Já nas vilas de Mabote e Funhalouro a diversão é diária. Há maior poluição sonora. E o público alvo são crianças e adolescentes. Toca-se em barracas ou em quiosques. Lá aprende-se tudo: álcool, nicotina e sexo. A energia é fornecida através de grupos geradores (das 18horas até 21horas). Em Mabote é difícil ver e comer verduras de folhas de feijão nhemba, folhas de abóbora, matapa, etc.

Os produtos predominantes nos dois distritos são: castanha de caju; madeira: chanfuta, umbila, simbire, sândalo, etc. Em algumas zonas tem serrações montadas que fazem o processamento da madeira. Mas em muitos casos os toros de madeira viajam para as cidades de Maputo, Joanesburgo e até países asiáticos como a china.
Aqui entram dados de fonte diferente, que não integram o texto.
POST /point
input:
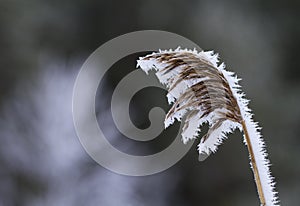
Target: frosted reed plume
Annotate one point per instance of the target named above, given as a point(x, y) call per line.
point(204, 92)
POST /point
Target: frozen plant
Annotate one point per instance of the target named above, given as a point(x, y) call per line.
point(204, 92)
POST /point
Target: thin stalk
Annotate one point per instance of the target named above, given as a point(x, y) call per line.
point(254, 166)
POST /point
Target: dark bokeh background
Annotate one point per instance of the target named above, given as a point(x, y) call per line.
point(42, 47)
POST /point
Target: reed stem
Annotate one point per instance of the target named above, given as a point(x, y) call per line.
point(254, 166)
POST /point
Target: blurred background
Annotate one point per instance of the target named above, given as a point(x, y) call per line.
point(43, 44)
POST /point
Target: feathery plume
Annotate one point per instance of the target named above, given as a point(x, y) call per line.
point(202, 91)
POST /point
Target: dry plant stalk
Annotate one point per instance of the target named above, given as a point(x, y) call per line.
point(203, 91)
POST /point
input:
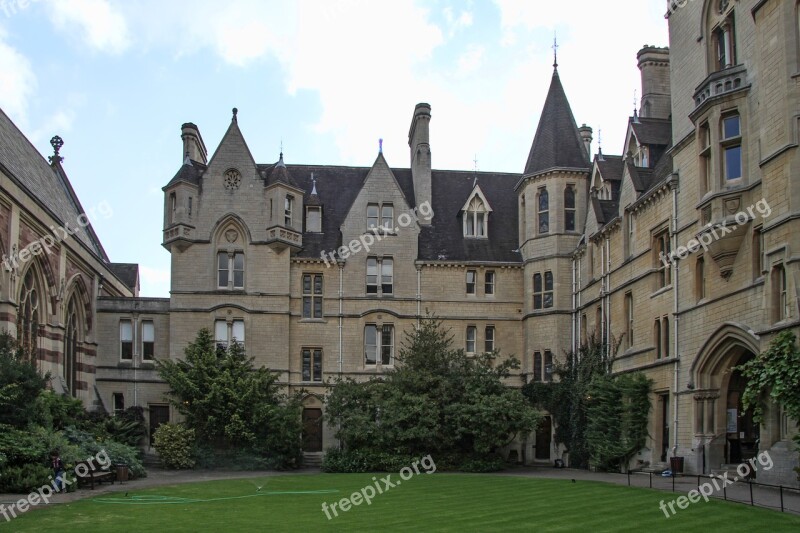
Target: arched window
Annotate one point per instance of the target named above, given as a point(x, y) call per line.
point(476, 219)
point(71, 333)
point(569, 208)
point(544, 211)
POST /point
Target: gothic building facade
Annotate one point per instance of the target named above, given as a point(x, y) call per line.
point(680, 254)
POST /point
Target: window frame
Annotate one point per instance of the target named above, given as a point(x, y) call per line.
point(314, 298)
point(148, 347)
point(310, 370)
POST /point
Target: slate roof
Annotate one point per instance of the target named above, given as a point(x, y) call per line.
point(48, 185)
point(444, 240)
point(653, 131)
point(128, 273)
point(557, 143)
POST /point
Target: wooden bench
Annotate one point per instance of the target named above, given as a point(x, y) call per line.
point(86, 471)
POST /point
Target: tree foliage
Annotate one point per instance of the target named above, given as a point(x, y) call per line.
point(436, 401)
point(229, 403)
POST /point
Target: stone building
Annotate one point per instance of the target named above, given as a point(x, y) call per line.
point(54, 268)
point(319, 270)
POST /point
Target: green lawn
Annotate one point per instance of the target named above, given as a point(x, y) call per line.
point(438, 502)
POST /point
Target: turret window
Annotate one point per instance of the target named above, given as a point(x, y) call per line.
point(544, 211)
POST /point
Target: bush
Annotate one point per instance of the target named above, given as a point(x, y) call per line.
point(24, 478)
point(174, 444)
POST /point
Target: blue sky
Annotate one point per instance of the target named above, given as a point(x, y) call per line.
point(327, 78)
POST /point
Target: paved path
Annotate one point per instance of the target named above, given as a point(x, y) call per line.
point(762, 496)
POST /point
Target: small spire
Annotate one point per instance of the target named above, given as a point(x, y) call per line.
point(555, 50)
point(56, 142)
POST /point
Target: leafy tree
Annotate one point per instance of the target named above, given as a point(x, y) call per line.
point(229, 403)
point(20, 384)
point(774, 375)
point(436, 401)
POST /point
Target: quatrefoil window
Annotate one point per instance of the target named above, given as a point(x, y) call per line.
point(233, 178)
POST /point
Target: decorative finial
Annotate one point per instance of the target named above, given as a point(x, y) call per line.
point(555, 50)
point(56, 142)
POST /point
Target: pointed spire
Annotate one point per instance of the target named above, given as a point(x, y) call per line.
point(56, 142)
point(555, 51)
point(557, 143)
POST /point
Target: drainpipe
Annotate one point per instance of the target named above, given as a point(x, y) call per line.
point(340, 264)
point(676, 318)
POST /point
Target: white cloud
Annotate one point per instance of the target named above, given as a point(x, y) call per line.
point(17, 82)
point(100, 25)
point(155, 281)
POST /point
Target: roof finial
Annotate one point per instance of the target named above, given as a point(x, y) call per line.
point(56, 142)
point(555, 50)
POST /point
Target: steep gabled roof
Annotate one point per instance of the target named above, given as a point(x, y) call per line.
point(47, 184)
point(557, 143)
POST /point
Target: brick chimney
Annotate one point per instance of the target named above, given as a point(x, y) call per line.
point(419, 143)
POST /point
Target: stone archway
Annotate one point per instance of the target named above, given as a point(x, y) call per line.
point(724, 432)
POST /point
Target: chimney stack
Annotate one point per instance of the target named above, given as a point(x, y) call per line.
point(586, 135)
point(654, 66)
point(193, 144)
point(419, 143)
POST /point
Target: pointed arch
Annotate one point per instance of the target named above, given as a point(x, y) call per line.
point(721, 350)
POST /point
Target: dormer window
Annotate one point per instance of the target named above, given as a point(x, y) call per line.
point(475, 219)
point(313, 219)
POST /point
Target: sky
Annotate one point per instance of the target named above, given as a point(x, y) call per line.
point(325, 79)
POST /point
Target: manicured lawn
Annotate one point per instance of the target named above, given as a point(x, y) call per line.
point(437, 502)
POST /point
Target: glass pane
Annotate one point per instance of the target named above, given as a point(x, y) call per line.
point(569, 198)
point(238, 330)
point(221, 331)
point(148, 332)
point(731, 127)
point(317, 284)
point(370, 344)
point(306, 365)
point(317, 365)
point(569, 222)
point(733, 162)
point(544, 222)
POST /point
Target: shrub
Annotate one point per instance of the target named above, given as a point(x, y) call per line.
point(24, 478)
point(174, 444)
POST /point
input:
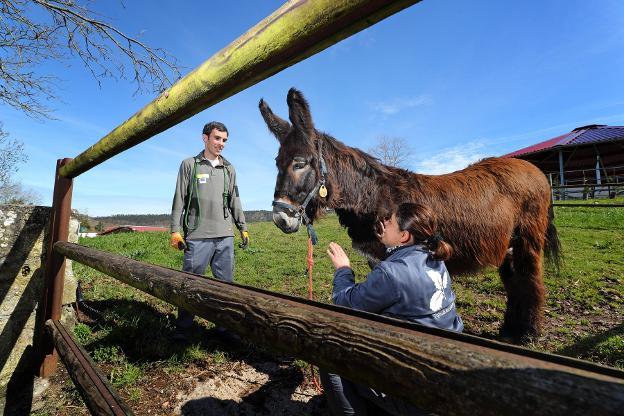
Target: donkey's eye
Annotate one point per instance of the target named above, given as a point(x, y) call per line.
point(299, 164)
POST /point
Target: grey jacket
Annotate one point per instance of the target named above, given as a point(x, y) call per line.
point(210, 215)
point(408, 285)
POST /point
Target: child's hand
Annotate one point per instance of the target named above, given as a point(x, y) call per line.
point(338, 256)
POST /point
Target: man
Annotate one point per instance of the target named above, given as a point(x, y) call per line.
point(205, 206)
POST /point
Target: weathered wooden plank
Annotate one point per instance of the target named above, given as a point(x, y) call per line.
point(295, 31)
point(452, 374)
point(99, 396)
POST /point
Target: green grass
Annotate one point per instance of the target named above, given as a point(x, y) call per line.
point(584, 312)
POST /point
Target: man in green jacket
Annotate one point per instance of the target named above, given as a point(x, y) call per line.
point(206, 205)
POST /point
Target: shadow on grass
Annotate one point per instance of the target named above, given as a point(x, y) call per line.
point(274, 397)
point(599, 347)
point(144, 335)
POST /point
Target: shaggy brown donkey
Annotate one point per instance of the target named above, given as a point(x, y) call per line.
point(495, 212)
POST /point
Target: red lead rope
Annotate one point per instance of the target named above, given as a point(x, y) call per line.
point(310, 266)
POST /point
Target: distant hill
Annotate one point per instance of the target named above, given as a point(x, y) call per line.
point(160, 220)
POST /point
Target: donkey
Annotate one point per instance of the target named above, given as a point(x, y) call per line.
point(496, 212)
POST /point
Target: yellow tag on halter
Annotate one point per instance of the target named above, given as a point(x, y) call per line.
point(322, 191)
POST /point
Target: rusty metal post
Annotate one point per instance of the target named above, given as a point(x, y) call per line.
point(54, 268)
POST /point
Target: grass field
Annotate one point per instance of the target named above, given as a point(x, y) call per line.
point(584, 311)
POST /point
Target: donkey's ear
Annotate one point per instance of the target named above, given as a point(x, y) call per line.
point(278, 126)
point(299, 112)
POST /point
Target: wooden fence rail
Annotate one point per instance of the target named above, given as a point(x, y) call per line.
point(98, 394)
point(295, 31)
point(451, 374)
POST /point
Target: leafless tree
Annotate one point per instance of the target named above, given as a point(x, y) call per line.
point(393, 151)
point(11, 155)
point(34, 31)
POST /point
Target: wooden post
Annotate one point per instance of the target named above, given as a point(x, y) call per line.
point(438, 371)
point(97, 392)
point(54, 268)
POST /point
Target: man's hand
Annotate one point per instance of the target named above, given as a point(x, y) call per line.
point(338, 256)
point(177, 241)
point(245, 237)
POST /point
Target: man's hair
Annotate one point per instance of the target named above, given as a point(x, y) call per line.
point(209, 127)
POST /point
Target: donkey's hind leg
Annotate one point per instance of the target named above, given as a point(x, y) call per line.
point(521, 273)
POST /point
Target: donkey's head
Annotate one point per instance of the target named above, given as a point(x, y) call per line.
point(299, 171)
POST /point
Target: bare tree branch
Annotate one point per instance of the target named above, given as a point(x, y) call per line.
point(392, 151)
point(33, 32)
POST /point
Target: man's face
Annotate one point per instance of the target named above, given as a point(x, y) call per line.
point(214, 143)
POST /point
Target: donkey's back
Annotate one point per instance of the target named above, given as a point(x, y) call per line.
point(485, 206)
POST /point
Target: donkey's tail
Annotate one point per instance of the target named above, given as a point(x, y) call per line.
point(552, 245)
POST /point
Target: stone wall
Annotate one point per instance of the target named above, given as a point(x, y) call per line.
point(23, 238)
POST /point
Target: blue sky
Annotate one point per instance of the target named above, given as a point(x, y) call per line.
point(458, 80)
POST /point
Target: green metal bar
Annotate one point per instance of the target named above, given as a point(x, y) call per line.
point(295, 31)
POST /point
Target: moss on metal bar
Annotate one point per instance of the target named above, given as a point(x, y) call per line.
point(295, 31)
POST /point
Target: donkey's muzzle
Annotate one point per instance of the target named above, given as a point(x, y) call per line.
point(284, 221)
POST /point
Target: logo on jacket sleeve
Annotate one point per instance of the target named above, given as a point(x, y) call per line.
point(440, 281)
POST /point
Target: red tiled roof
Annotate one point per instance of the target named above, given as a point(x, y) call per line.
point(594, 133)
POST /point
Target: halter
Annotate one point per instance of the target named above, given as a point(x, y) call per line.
point(299, 212)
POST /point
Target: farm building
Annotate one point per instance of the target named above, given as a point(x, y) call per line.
point(589, 159)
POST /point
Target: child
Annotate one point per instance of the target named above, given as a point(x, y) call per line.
point(412, 284)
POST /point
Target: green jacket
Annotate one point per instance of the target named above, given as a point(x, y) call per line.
point(206, 215)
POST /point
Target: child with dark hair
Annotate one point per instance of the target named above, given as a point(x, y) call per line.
point(412, 284)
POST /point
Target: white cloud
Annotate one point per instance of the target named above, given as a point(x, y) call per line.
point(451, 159)
point(397, 105)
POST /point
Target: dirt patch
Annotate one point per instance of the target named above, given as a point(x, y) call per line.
point(253, 386)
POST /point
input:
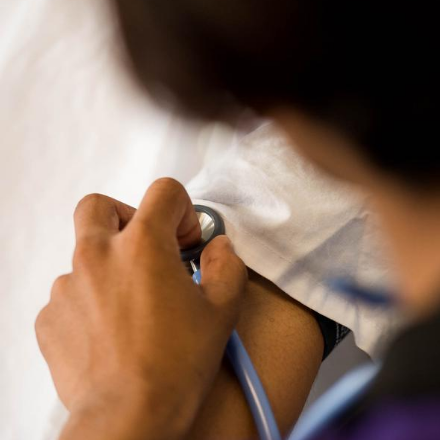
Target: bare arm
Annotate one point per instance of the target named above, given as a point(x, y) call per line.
point(286, 346)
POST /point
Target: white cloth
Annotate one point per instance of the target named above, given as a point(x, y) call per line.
point(298, 228)
point(72, 123)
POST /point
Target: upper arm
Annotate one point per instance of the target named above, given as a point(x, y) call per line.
point(286, 347)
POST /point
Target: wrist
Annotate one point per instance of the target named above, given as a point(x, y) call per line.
point(128, 411)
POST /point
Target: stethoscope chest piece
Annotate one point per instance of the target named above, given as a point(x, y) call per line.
point(212, 226)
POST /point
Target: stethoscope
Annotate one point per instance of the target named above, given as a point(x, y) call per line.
point(327, 408)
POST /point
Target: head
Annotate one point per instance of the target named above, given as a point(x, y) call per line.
point(353, 83)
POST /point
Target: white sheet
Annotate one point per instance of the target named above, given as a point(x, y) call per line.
point(71, 123)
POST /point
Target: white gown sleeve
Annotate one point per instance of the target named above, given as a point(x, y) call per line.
point(299, 229)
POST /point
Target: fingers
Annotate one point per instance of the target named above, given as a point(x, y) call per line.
point(168, 210)
point(224, 275)
point(100, 215)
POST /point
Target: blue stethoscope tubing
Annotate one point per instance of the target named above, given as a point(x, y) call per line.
point(334, 402)
point(251, 384)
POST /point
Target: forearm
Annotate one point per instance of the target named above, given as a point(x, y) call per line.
point(124, 414)
point(286, 346)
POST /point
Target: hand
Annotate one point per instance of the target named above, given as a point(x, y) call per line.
point(128, 329)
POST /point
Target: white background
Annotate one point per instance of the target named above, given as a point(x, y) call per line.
point(72, 122)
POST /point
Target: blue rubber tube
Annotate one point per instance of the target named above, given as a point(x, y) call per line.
point(251, 384)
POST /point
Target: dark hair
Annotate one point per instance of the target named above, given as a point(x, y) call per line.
point(365, 66)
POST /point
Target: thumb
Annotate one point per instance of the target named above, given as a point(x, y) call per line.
point(224, 276)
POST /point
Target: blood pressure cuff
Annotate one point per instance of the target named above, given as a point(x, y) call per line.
point(332, 333)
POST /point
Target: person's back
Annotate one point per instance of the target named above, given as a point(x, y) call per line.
point(355, 84)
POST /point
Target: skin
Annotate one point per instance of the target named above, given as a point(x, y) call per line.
point(106, 332)
point(157, 403)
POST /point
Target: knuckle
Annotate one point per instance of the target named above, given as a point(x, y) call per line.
point(88, 200)
point(85, 252)
point(41, 323)
point(169, 184)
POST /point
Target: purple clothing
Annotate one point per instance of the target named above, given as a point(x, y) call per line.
point(403, 401)
point(418, 420)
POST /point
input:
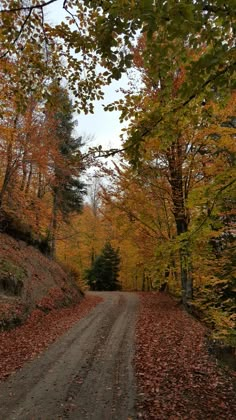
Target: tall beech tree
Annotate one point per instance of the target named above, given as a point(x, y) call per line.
point(67, 188)
point(103, 32)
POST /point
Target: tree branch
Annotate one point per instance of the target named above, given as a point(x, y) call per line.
point(30, 8)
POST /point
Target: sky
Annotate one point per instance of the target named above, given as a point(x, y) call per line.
point(103, 128)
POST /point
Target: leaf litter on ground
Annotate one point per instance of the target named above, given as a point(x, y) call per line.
point(177, 378)
point(28, 340)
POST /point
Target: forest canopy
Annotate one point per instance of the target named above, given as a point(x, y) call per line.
point(169, 204)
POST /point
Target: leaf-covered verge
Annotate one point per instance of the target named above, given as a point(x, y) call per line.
point(177, 378)
point(28, 340)
point(30, 281)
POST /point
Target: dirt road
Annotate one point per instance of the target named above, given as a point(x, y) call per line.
point(86, 374)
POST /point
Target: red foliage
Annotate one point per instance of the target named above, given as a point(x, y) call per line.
point(176, 377)
point(25, 342)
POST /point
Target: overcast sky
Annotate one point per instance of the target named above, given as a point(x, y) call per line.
point(103, 126)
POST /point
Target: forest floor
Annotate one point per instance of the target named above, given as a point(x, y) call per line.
point(105, 368)
point(177, 378)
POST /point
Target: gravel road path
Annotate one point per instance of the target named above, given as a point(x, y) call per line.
point(86, 374)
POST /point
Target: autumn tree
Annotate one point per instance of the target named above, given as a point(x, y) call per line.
point(67, 188)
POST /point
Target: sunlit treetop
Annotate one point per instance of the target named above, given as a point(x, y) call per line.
point(94, 43)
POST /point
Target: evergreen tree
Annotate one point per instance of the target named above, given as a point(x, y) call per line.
point(103, 274)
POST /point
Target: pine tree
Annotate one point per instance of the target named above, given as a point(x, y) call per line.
point(103, 274)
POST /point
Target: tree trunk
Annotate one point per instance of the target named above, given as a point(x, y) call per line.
point(176, 162)
point(53, 228)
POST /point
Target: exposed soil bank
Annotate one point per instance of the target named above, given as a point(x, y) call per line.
point(86, 374)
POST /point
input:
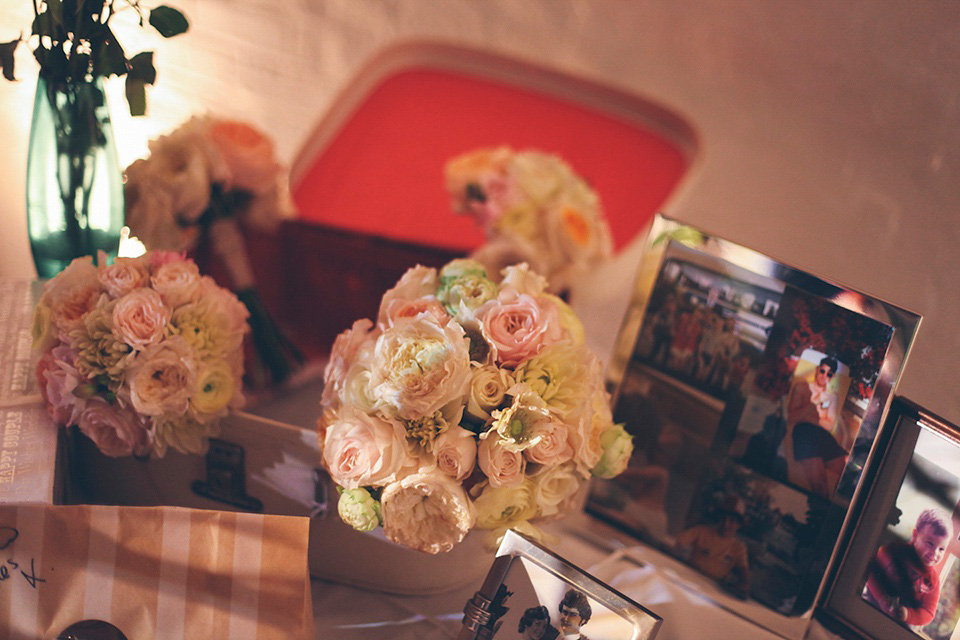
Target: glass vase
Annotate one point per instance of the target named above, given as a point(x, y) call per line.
point(74, 181)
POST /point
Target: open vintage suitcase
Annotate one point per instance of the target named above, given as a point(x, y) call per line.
point(372, 202)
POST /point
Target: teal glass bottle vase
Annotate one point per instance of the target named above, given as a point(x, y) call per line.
point(74, 181)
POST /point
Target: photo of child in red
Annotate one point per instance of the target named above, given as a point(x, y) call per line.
point(904, 578)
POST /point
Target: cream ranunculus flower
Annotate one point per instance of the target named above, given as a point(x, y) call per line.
point(184, 434)
point(585, 438)
point(359, 509)
point(217, 388)
point(553, 447)
point(362, 450)
point(456, 452)
point(503, 467)
point(140, 318)
point(488, 388)
point(505, 506)
point(161, 378)
point(427, 512)
point(419, 367)
point(555, 488)
point(617, 447)
point(214, 324)
point(561, 374)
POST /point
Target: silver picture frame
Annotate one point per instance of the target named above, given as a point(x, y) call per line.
point(530, 592)
point(755, 392)
point(899, 575)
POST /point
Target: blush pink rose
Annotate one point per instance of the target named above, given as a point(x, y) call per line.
point(361, 450)
point(342, 355)
point(123, 276)
point(247, 153)
point(407, 296)
point(553, 447)
point(115, 430)
point(140, 318)
point(456, 452)
point(503, 468)
point(177, 282)
point(161, 378)
point(518, 326)
point(59, 379)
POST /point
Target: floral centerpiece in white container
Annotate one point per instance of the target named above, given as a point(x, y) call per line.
point(143, 355)
point(533, 208)
point(468, 403)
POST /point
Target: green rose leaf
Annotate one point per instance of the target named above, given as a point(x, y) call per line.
point(6, 58)
point(109, 58)
point(168, 21)
point(141, 66)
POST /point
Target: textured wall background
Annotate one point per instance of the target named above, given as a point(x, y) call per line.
point(830, 131)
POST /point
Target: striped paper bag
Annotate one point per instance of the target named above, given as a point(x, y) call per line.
point(153, 572)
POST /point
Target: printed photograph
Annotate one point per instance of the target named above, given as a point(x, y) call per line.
point(533, 604)
point(914, 576)
point(801, 418)
point(706, 327)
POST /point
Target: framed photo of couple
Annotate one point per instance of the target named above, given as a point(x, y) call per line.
point(900, 575)
point(755, 392)
point(534, 594)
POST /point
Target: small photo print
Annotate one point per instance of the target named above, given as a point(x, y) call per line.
point(533, 604)
point(706, 323)
point(914, 576)
point(802, 417)
point(754, 536)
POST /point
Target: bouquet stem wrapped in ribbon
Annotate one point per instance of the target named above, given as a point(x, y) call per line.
point(468, 403)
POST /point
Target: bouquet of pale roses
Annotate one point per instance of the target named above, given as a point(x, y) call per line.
point(202, 181)
point(468, 403)
point(533, 208)
point(142, 355)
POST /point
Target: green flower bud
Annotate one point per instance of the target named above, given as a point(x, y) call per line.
point(617, 447)
point(358, 509)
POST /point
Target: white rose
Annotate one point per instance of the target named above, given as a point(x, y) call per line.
point(456, 452)
point(416, 284)
point(364, 450)
point(505, 506)
point(140, 318)
point(503, 467)
point(161, 378)
point(555, 488)
point(177, 282)
point(123, 276)
point(419, 366)
point(343, 353)
point(426, 512)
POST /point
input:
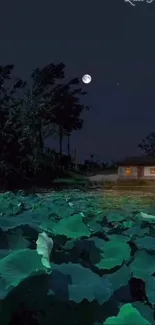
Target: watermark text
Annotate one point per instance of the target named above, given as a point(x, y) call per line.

As infra-estruturas nas vilas são de péssima qualidade. As únicas com aspecto diferente são os palácios dos administradores, os centros de saúde e alguns edifícios escolares. O que resta não obedece nenhum padrão de arquitectura. As barracas perfilam desordenadamente pelo centro da vila.

São essas as condições que muitos de nós irmãos desta pérola do Índico vivemos. E os outros irmãos???